La place et le rôle de l’Union européenne – première puissance commerciale mondiale – dans la mondialisation sont aujourd’hui bousculés par plusieurs facteurs, tels que la montée en force de nouvelles puissances, la politique néo-mercantiliste américaine et des divisions politiques internes. L’UE est-elle armée pour y faire face ?

L’Union européenne (UE) est dotée d’une série d’attributs de la puissance parmi lesquels figure la politique commerciale commune (PCC). Cette dernière, qui n’a eu de cesse de se consolider au fil du temps, est devenue l’un des plus solides leviers de projection internationale de l’UE. Toutefois, elle est aujourd’hui confrontée à plusieurs défis.
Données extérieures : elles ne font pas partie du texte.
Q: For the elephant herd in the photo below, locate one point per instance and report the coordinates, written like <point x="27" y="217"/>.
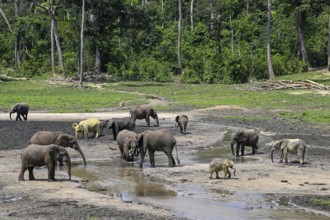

La politique commerciale, un levier d’influence internationale

L’UE constitue une entité économique, institutionnelle et politique sui generis basée sur l’adhésion volontaire des États. Durant ces trente dernières années, sa construction a été parsemée d’embuches et de crises d’ordres multiples (politique, financière, économique, sécuritaire ou migratoire). Mais paradoxalement, c’est durant cette même période qu’elle a connu l’extension et l’approfondissement les plus conséquents de son histoire. Les traités de Maastricht (1992), d’Amsterdam (1997), de Nice (2000) et de Lisbonne (2009) ont chacun à leur tour contribué à bâtir l’édifice européen actuel et à élargir davantage ses compétences de sorte qu’il puisse progressivement s’affirmer comme acteur de la scène internationale. Les outils dont l’UE dispose lui permettent, théoriquement, de mener des actions dans le domaine de la sécurité et de la défense, d’exercer un rôle dans le commerce international, le développement ou l’humanitaire, ainsi que de tisser des liens étroits avec des acteurs de son environnement géographique proche et éloigné tant au travers de ses politiques d’élargissement et de voisinage que de ses relations diplomatiques ; sans compter que plusieurs politiques internes de l’UE ont une composante externe (euro, environnement, marché commun, visas). Bref, l’UE dispose aujourd’hui d’un éventail de politiques qui couvre les enjeux les plus conséquents de l’action internationale contemporaine (1).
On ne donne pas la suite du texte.